Скажете ли вы, что за него вступится публика, общий голос, целого народа суждение? Но у нас почти нет публики: так она малолюдна; верхний класс общества любит иностранную грамоту, а нижний не знает никакой. С некоторого времени число читающих умножилось, и книгопродавцы пустились в обороты значительные; но что раскупают у них и читают? «Выжигина» с семьею.

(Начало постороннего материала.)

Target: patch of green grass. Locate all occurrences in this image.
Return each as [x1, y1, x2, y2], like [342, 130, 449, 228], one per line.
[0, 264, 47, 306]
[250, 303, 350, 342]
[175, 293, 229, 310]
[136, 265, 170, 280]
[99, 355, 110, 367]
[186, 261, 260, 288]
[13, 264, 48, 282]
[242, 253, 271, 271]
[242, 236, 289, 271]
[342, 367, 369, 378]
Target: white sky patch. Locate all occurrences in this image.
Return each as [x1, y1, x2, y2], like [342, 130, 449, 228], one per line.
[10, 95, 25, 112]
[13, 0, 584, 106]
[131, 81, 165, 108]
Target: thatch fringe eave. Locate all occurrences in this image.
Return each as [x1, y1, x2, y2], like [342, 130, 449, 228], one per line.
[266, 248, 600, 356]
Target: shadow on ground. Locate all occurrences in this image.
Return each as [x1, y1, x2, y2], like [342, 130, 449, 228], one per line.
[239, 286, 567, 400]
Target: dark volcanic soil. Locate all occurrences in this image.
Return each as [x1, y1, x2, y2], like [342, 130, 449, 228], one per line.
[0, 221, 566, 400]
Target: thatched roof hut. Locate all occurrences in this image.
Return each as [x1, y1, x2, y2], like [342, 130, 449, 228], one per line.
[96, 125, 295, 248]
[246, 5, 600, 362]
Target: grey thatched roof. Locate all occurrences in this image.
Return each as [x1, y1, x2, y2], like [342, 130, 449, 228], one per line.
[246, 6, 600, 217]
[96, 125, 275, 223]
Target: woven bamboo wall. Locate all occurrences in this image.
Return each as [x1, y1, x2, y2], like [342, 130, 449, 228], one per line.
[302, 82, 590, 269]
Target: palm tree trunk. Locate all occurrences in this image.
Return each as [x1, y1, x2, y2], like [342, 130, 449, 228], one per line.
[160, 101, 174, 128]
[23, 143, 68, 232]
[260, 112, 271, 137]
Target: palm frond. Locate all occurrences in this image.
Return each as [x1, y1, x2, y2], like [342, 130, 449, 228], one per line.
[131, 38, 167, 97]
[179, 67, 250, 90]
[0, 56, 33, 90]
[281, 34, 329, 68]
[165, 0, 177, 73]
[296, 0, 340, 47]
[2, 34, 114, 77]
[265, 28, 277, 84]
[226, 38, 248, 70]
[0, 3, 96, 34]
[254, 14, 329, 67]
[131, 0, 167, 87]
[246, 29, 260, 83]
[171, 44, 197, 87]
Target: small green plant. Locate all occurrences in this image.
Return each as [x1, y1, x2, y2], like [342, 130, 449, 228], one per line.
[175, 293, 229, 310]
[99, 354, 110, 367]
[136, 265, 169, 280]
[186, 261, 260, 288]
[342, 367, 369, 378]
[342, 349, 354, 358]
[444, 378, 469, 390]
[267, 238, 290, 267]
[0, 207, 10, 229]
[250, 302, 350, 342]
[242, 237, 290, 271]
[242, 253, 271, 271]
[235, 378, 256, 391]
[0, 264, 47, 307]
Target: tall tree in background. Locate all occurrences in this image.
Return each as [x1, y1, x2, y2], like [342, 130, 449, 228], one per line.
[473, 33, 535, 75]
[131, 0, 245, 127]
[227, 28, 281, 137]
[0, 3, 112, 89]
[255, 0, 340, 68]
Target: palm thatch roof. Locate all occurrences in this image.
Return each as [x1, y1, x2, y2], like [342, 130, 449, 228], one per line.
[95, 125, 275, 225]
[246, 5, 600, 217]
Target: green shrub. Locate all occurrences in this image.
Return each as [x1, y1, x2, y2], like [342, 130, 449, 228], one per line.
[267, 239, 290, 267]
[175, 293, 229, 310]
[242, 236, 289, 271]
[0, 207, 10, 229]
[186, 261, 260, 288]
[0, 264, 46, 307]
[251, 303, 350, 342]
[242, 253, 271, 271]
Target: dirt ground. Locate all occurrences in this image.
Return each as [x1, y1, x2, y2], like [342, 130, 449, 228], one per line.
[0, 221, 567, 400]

Эта публика и понятия не имеет об изящном, и не любопытствует узнать о нем; и в прениях поэтических не участвует, а если вздумает изредка стихов почитать, то справится в журналах: чьи стихи хороши.
Много ли журналов? Не все ли одной масти с оттенками? В котором чужому мнению свобода и простор? Вы написали про меня статью враждебную, а я принужден, из дурного выбирая лучшее, к вам же послать ответ; захотите, напечатаете, не захотите, нет; чем я вас принужу? Сколько бывало статей, журналистами спрятанных! Сколько изданных до половины и почему-то остановленных! Сколько подстрочными примечаниями обезображенных! Каким оружием оборонится наш поэт? Гений не защита от козней, крылья орла не пробьют веревочной сети.
Оставляю его и обращаюсь к вам. Если б я увлекался позволительным, может быть, желанием: неприязненного критика самому задеть за живое, мне бы не трудно было удовлетворить его насчет вашей статьи. Не грубя, не называя вас пигмеем, ни оригиналом, с предписанною общежитием учтивостью, мог бы я выставить напоказ ваши пустые суждения о том, что вы мало знаете, например, о французских трагиках; ваши утомительные, бесцельные loci communes[1] например об оригинальности; ваши без числа противоречия, которым потому только не привожу примера, что они на мой счет; но я отступаюсь от всех выгод, какими бы другой безгрешно воспользовался, потому что не пишу ни апологии за себя, ни филиппики против вас, и в виду имею одни общие истины, одни полезные литературе правила и рассуждения.
На стр. 567-й предлагаете вы всем ведущим спор о моих сочинениях полюбовную сделку, на условии «отличить наружную отделку от сущности», и вы это выдаете за решение, и даже за справедливое. Стало, по-вашему, стоит только найти хорошего мастера писать стихи, отдать ему сущность моих на отделку, и тогда все выйдет прекрасно. За себя мне тут нечего вступаться: я обойдусь без вашей мировой; но вообще желаю знать: отколе заимствовали вы такую сбитую, ложную теорию? Неужели вы думаете, что слог или наружная форма независимы от внутреннего духа? что можно мыслить здраво и дельно, воображать смело и красно, чувствовать живо и глубоко, и с тем говорить глупо, вяло, пошло, et vice versa[2]? В каком веке и народе отроете вы поэта, который бы подходил под ваше с природою человека несходное правило?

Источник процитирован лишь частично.